1Department of Pharmacology and Toxicology, College of Veterinary Sciences, Guru Angad Dev Veterinary and Animal Sciences University, Ludhiana-141004, India
2Faculty of Veterinary Sciences and Animal Husbandry, SKUAST(J), R S Pura, Jammu-181102, India
The present study was conducted on five healthy male cross bred calves to study the kinetic disposition and urinary excretion of levofloxacin following its single subcutaneous administration at the dose of 4 mg.kg-1. The concentration of levofloxacin in plasma and urine samples was estimated by microbiological assay.

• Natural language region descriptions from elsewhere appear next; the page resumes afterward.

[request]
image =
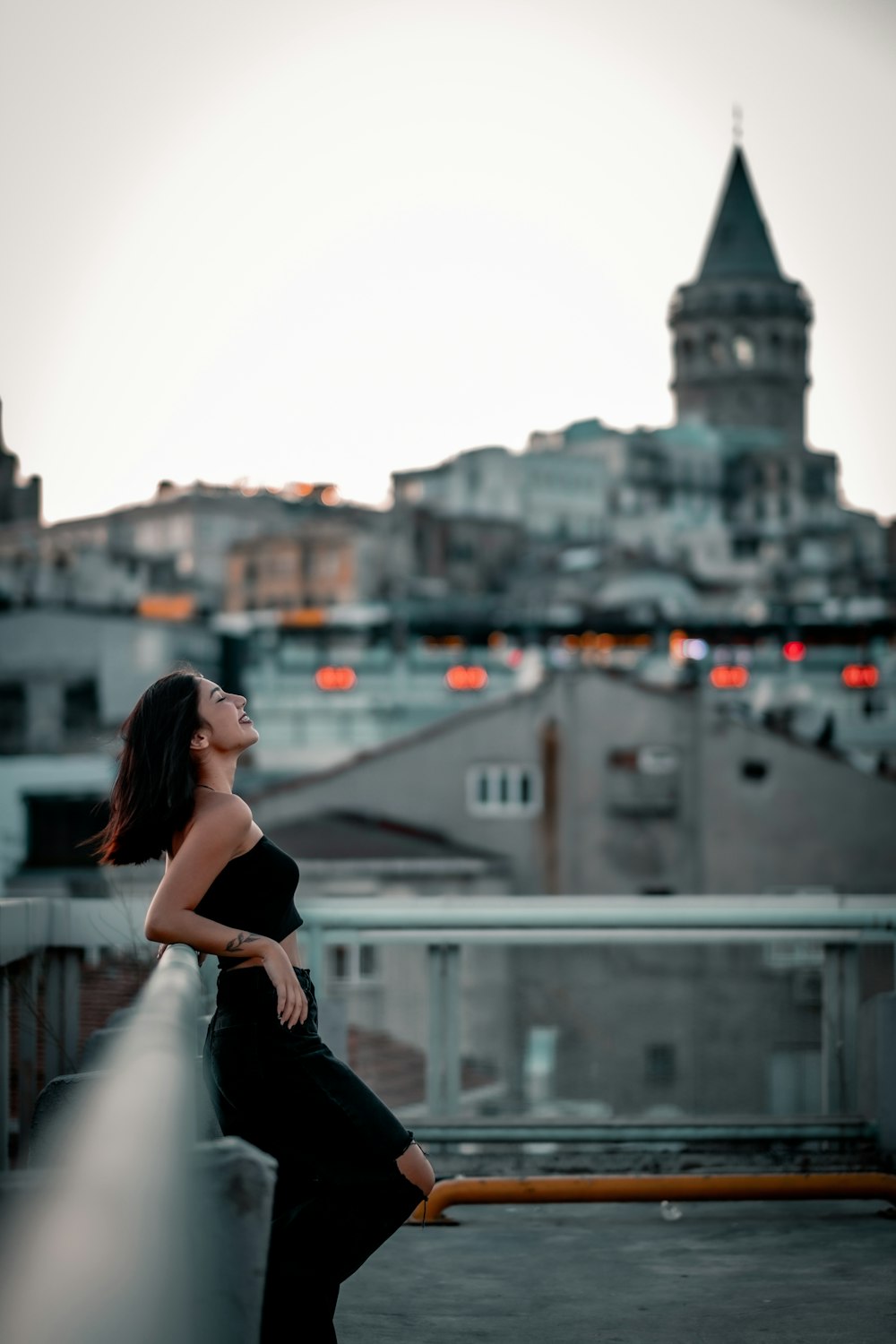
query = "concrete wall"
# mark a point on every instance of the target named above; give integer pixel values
(810, 822)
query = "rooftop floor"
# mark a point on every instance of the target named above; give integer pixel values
(810, 1271)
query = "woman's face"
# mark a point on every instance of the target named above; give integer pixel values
(223, 714)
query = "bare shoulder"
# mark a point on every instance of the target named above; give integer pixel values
(220, 825)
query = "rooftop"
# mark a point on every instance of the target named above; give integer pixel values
(721, 1273)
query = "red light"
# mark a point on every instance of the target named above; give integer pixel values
(860, 676)
(794, 650)
(335, 679)
(728, 676)
(465, 677)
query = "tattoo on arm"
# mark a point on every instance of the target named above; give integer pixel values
(239, 940)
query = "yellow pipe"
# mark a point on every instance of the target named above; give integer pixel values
(556, 1190)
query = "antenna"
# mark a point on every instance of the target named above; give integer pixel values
(737, 123)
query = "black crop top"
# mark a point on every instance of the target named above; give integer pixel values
(254, 892)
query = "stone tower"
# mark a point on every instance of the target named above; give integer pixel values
(740, 328)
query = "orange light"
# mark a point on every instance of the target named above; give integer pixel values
(167, 607)
(461, 677)
(860, 676)
(794, 650)
(728, 676)
(676, 644)
(335, 679)
(303, 616)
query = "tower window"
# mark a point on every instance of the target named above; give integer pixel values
(745, 351)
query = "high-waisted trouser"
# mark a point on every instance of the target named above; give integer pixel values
(339, 1193)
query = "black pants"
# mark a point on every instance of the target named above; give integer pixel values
(339, 1193)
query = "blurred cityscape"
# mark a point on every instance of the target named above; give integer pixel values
(651, 663)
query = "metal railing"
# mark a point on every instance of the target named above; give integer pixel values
(59, 929)
(447, 924)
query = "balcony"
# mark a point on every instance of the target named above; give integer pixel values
(625, 1266)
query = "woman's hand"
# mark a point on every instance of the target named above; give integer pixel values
(164, 948)
(292, 1004)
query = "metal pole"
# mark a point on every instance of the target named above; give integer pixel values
(840, 1030)
(435, 1099)
(53, 1015)
(452, 1019)
(70, 1008)
(29, 1008)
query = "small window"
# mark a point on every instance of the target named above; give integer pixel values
(745, 351)
(13, 718)
(659, 1064)
(58, 827)
(508, 790)
(81, 710)
(754, 771)
(642, 781)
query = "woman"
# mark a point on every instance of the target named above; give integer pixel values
(349, 1172)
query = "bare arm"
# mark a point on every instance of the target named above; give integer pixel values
(217, 835)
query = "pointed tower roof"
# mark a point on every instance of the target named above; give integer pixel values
(739, 244)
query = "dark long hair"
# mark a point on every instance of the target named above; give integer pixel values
(153, 792)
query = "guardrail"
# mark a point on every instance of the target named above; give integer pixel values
(104, 1244)
(840, 924)
(59, 929)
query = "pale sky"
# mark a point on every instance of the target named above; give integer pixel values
(323, 239)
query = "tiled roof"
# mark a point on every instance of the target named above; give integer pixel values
(739, 244)
(355, 835)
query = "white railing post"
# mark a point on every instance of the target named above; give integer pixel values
(27, 983)
(840, 1030)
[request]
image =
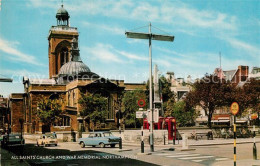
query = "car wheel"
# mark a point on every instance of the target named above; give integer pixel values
(112, 145)
(102, 145)
(82, 145)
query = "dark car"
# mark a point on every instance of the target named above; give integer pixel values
(101, 139)
(14, 139)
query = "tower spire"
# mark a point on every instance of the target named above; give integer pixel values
(220, 60)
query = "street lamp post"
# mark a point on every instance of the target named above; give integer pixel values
(150, 36)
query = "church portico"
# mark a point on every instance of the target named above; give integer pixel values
(69, 79)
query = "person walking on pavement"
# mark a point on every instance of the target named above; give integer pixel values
(54, 134)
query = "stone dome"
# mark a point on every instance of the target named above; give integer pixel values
(73, 68)
(62, 14)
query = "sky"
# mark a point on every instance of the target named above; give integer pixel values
(202, 30)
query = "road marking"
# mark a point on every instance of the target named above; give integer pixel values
(184, 155)
(219, 159)
(188, 158)
(197, 160)
(162, 154)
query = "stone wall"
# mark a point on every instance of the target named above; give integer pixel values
(134, 136)
(16, 108)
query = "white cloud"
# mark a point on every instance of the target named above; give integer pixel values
(248, 48)
(175, 13)
(132, 56)
(109, 28)
(16, 55)
(102, 52)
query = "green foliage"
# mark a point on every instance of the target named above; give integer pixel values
(184, 117)
(211, 93)
(94, 107)
(167, 94)
(130, 106)
(49, 110)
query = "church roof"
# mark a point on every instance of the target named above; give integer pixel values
(73, 68)
(62, 14)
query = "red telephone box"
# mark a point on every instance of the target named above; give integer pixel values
(170, 124)
(160, 123)
(145, 124)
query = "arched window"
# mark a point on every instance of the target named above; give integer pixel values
(64, 56)
(64, 121)
(54, 96)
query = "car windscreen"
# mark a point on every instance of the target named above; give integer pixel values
(50, 136)
(108, 134)
(14, 136)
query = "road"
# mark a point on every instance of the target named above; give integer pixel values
(71, 154)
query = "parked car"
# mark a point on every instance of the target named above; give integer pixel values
(47, 140)
(14, 139)
(99, 139)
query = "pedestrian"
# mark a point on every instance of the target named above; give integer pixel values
(54, 134)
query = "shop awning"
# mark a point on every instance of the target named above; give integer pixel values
(220, 121)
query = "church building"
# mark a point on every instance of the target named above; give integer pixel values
(69, 77)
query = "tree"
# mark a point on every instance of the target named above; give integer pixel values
(209, 93)
(183, 116)
(49, 110)
(130, 106)
(94, 108)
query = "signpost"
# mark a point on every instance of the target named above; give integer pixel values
(150, 36)
(234, 110)
(141, 114)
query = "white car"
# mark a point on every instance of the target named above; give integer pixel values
(47, 140)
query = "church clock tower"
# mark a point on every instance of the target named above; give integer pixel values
(60, 38)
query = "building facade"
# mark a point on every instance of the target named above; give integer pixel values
(69, 78)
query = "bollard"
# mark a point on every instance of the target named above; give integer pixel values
(120, 143)
(164, 138)
(254, 146)
(142, 147)
(254, 152)
(184, 142)
(142, 142)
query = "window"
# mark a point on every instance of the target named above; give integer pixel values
(64, 56)
(69, 98)
(64, 121)
(74, 98)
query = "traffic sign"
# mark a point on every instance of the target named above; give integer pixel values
(141, 103)
(234, 108)
(254, 116)
(155, 115)
(141, 114)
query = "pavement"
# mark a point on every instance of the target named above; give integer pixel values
(217, 141)
(162, 155)
(6, 159)
(247, 162)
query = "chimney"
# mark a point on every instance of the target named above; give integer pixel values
(243, 73)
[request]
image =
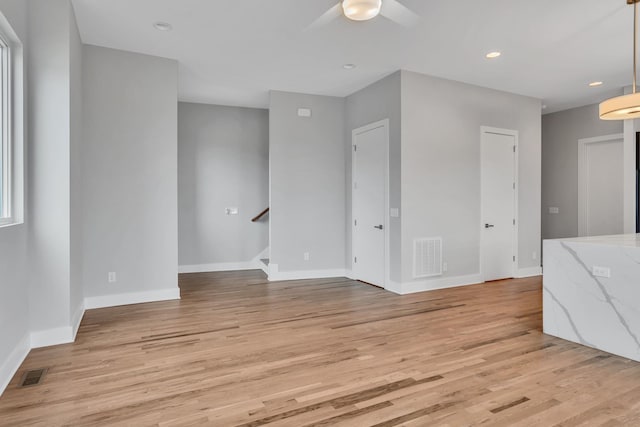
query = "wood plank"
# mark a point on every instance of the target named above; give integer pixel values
(238, 350)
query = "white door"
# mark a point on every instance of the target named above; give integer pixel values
(370, 147)
(600, 180)
(498, 201)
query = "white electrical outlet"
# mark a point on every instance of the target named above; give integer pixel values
(304, 112)
(601, 271)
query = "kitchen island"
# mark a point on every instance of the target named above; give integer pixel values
(591, 292)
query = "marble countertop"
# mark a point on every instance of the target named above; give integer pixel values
(626, 240)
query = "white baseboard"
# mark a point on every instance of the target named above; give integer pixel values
(528, 272)
(254, 264)
(131, 298)
(220, 266)
(276, 276)
(440, 283)
(54, 336)
(10, 366)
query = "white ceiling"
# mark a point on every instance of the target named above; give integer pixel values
(232, 52)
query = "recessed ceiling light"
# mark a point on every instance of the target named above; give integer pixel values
(162, 26)
(361, 10)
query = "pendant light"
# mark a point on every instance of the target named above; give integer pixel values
(627, 106)
(362, 10)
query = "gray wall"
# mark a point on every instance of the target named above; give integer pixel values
(307, 182)
(441, 122)
(49, 160)
(14, 317)
(379, 101)
(130, 194)
(223, 161)
(560, 134)
(76, 291)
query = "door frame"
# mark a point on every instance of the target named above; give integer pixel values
(516, 229)
(385, 124)
(583, 185)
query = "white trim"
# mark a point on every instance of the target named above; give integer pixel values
(583, 184)
(254, 264)
(441, 283)
(387, 258)
(516, 229)
(77, 319)
(528, 272)
(131, 298)
(13, 362)
(277, 276)
(221, 266)
(49, 337)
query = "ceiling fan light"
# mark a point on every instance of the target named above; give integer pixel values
(621, 107)
(361, 10)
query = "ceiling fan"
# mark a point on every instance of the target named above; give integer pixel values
(364, 10)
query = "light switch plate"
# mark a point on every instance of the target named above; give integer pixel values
(304, 112)
(601, 272)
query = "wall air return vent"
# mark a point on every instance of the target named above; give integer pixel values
(427, 257)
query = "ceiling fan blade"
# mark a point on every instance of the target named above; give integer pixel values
(397, 12)
(325, 18)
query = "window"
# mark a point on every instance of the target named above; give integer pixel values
(6, 163)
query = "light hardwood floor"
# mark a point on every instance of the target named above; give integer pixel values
(239, 351)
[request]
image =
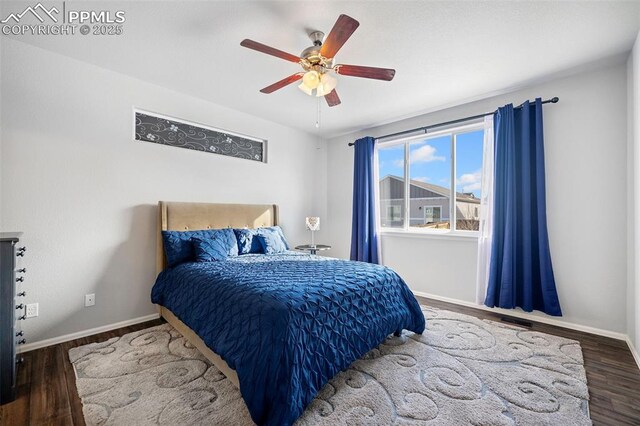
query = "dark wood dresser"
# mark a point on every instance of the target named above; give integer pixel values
(11, 311)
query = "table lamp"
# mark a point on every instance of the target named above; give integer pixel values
(313, 224)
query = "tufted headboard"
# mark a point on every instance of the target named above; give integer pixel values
(174, 216)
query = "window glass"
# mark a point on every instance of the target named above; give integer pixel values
(428, 200)
(430, 183)
(468, 179)
(391, 173)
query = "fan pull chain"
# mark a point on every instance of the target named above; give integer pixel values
(318, 115)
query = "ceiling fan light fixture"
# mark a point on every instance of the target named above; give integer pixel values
(328, 82)
(305, 89)
(311, 79)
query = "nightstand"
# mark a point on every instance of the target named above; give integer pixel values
(313, 249)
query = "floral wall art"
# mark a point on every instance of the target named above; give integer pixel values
(151, 127)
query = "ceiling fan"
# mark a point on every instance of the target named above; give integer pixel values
(317, 62)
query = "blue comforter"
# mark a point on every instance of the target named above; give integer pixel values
(288, 323)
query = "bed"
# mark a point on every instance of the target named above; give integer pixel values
(278, 326)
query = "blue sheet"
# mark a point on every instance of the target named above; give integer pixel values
(288, 323)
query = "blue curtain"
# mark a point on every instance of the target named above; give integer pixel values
(364, 238)
(520, 271)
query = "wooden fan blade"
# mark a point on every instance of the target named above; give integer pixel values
(332, 98)
(269, 50)
(365, 72)
(284, 82)
(339, 34)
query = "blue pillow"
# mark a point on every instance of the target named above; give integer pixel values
(178, 247)
(247, 243)
(211, 249)
(279, 231)
(271, 241)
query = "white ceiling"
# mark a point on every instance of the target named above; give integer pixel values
(443, 52)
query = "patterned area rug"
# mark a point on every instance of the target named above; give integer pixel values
(461, 371)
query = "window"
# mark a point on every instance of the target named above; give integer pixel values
(441, 167)
(394, 213)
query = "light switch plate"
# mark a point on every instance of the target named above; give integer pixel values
(32, 310)
(89, 299)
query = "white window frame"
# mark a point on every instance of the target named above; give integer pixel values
(454, 131)
(391, 216)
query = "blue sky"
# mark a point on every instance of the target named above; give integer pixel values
(430, 161)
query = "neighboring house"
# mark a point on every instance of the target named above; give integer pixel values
(428, 204)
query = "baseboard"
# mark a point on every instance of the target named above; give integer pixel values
(529, 317)
(633, 350)
(84, 333)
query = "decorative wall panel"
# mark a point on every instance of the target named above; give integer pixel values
(150, 127)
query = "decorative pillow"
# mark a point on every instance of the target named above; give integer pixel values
(211, 249)
(247, 243)
(178, 246)
(271, 241)
(280, 232)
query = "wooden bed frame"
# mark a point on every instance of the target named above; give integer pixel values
(175, 216)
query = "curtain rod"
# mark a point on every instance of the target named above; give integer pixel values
(459, 120)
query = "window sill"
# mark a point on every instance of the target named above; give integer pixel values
(460, 236)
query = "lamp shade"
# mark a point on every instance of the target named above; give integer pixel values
(313, 223)
(311, 79)
(305, 89)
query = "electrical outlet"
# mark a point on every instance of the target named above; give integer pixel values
(89, 299)
(32, 310)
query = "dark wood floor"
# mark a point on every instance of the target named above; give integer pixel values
(47, 392)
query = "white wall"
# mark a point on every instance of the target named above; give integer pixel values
(85, 193)
(633, 290)
(586, 148)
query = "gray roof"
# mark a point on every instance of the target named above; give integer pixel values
(441, 190)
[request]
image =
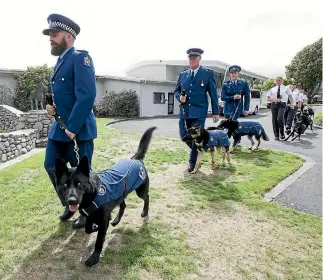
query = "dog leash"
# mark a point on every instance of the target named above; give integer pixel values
(49, 98)
(236, 110)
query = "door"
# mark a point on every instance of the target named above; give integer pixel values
(170, 103)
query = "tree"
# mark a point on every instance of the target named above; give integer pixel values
(306, 68)
(270, 83)
(27, 82)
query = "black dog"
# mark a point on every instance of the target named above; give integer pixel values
(208, 140)
(303, 121)
(238, 129)
(97, 194)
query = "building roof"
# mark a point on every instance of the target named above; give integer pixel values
(134, 79)
(11, 71)
(183, 63)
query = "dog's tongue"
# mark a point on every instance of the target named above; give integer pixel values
(73, 208)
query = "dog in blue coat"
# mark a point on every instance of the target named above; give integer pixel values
(95, 195)
(238, 129)
(208, 140)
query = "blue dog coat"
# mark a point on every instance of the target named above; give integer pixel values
(116, 182)
(218, 138)
(246, 128)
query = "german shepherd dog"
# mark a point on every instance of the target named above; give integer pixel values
(208, 140)
(303, 121)
(97, 194)
(238, 129)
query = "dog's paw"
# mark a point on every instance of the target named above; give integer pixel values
(115, 222)
(145, 218)
(94, 259)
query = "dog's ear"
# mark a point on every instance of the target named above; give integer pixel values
(60, 168)
(199, 130)
(84, 167)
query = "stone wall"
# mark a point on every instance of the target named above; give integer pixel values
(16, 143)
(12, 119)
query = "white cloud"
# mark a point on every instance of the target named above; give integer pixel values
(261, 36)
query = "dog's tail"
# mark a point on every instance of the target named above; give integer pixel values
(214, 128)
(144, 143)
(264, 135)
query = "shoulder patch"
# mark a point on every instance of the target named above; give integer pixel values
(102, 190)
(87, 61)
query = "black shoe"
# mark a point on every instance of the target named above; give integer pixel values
(190, 168)
(67, 214)
(79, 222)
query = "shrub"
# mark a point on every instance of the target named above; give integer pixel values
(27, 82)
(318, 119)
(121, 104)
(6, 95)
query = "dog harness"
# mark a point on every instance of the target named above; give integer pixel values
(245, 128)
(217, 138)
(116, 182)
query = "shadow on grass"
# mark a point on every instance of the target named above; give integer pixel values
(57, 257)
(148, 247)
(211, 189)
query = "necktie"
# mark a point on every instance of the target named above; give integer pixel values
(192, 76)
(278, 92)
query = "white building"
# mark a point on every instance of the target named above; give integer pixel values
(154, 82)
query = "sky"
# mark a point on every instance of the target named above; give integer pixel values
(260, 36)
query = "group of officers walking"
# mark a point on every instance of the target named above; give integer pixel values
(74, 90)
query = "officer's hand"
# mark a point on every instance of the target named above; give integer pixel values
(183, 98)
(215, 118)
(69, 134)
(51, 110)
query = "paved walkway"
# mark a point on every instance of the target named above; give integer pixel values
(304, 194)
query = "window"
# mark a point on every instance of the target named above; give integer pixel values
(159, 98)
(255, 93)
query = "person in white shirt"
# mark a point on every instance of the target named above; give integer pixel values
(278, 97)
(290, 113)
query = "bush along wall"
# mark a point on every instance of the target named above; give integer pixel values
(118, 104)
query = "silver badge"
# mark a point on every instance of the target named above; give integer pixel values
(102, 190)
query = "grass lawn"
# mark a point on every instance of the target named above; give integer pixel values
(318, 119)
(211, 225)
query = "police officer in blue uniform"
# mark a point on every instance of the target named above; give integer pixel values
(74, 90)
(235, 94)
(191, 89)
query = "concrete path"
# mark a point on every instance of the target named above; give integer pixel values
(304, 194)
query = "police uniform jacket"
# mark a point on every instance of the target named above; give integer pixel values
(115, 183)
(229, 89)
(196, 105)
(74, 90)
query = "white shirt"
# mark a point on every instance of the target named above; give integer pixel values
(195, 71)
(295, 97)
(284, 93)
(302, 97)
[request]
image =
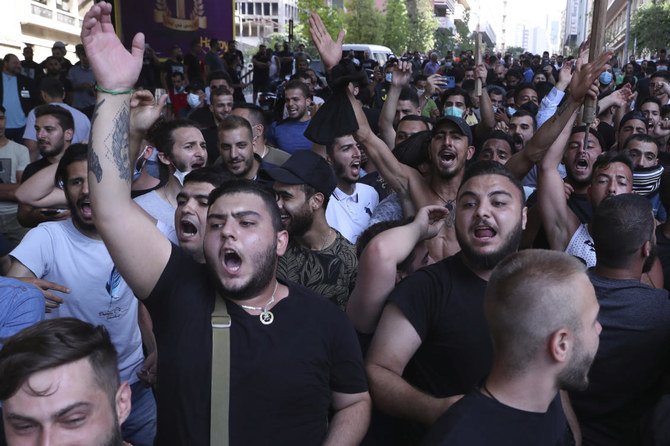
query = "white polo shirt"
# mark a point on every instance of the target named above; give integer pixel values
(350, 214)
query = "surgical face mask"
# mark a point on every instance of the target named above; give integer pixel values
(453, 111)
(605, 78)
(139, 164)
(180, 175)
(193, 100)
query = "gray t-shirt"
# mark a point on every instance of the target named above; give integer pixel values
(58, 252)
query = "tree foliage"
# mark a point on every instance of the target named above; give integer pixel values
(363, 22)
(396, 26)
(649, 25)
(422, 25)
(333, 18)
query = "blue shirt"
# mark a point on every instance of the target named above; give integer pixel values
(21, 305)
(12, 103)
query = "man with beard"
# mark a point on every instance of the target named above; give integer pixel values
(289, 134)
(599, 176)
(522, 127)
(627, 374)
(236, 147)
(542, 313)
(54, 128)
(60, 384)
(71, 253)
(352, 203)
(643, 151)
(318, 256)
(450, 148)
(296, 373)
(432, 344)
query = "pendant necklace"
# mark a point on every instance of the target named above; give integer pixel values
(266, 315)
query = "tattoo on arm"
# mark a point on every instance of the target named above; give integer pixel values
(94, 165)
(93, 160)
(120, 143)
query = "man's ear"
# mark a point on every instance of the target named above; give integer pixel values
(68, 135)
(316, 201)
(123, 402)
(561, 345)
(282, 242)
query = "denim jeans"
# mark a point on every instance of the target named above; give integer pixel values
(140, 427)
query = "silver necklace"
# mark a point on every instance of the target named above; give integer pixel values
(266, 315)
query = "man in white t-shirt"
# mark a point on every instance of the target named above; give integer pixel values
(351, 204)
(53, 92)
(70, 252)
(13, 159)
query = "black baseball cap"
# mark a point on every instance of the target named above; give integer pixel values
(460, 124)
(305, 167)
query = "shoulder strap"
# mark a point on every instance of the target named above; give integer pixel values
(220, 400)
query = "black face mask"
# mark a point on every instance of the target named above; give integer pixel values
(530, 107)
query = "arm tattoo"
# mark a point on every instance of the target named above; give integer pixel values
(94, 165)
(93, 160)
(120, 143)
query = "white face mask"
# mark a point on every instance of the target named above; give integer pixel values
(179, 175)
(193, 100)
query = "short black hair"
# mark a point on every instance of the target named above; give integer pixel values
(74, 153)
(54, 343)
(621, 224)
(594, 132)
(479, 168)
(62, 115)
(409, 94)
(244, 186)
(255, 112)
(163, 135)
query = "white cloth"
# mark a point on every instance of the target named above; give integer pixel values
(350, 214)
(58, 252)
(14, 158)
(581, 245)
(161, 210)
(82, 125)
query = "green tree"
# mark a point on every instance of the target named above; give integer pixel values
(445, 40)
(333, 18)
(422, 25)
(515, 50)
(396, 26)
(362, 22)
(649, 25)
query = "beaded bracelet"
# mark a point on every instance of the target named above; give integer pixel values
(113, 92)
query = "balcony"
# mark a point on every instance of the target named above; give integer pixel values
(51, 19)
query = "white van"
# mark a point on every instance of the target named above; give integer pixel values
(377, 52)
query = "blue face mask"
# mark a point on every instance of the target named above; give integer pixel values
(453, 111)
(605, 78)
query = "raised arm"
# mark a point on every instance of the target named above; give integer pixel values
(536, 151)
(378, 265)
(138, 249)
(401, 75)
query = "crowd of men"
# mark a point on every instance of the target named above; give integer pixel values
(428, 252)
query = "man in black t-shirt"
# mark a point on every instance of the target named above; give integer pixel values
(627, 377)
(432, 344)
(542, 312)
(296, 374)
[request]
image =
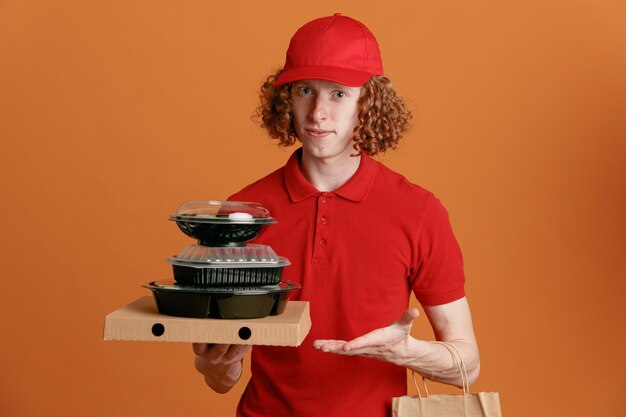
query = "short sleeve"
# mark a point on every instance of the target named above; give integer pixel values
(437, 276)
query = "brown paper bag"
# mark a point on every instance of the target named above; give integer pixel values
(481, 404)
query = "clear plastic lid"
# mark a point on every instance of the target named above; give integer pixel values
(249, 253)
(222, 211)
(170, 285)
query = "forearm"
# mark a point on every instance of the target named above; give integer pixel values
(434, 361)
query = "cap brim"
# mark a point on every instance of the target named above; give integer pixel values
(345, 76)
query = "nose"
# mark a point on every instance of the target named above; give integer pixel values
(319, 109)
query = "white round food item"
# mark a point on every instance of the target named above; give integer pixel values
(240, 216)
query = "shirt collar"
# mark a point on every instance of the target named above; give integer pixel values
(356, 189)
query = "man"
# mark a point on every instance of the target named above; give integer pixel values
(359, 236)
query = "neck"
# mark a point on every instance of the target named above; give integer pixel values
(328, 174)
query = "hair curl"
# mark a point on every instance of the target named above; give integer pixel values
(383, 115)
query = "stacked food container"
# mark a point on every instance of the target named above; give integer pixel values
(223, 276)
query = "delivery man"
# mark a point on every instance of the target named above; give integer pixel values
(359, 236)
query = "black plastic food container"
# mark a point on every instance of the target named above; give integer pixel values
(221, 303)
(222, 223)
(227, 277)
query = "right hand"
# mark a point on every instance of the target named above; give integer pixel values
(220, 364)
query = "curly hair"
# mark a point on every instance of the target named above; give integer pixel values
(383, 115)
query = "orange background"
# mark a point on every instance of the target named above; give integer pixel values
(113, 113)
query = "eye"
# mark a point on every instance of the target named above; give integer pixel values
(304, 90)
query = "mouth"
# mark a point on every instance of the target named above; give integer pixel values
(318, 133)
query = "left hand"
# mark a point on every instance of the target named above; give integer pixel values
(392, 343)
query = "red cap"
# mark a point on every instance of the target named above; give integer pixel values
(334, 48)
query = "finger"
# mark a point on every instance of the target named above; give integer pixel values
(329, 345)
(374, 339)
(235, 353)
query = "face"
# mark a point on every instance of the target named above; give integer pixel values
(325, 115)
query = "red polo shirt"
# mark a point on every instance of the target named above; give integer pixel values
(358, 252)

Peak plasma level of levofloxacin (2.8 ± 0.3 μg.ml-1) was observed at 45 min and the drug level above MIC90 in plasma, was detected up to 12 hrs of administration. The bioavailability of levofloxacin was 41.9 ± 3.2%. High value of AUC (9.88 ± 0.1 μg.ml-1.hr) reflected a vast area of body covered by drug concentration. Good distribution of the drug was reflected by the high value of Vdarea (0.73 ± 0.04 L.kg-1). The elimination half-life and MRT were 3.0 ± 0.2 hr and 4.79 ± 0.2 hr, respectively. A suitable subcutaneous dosage regimen for levofloxacin was calculated to be 1.25 mg.kg-1 repeated at 12-hr intervals in calves.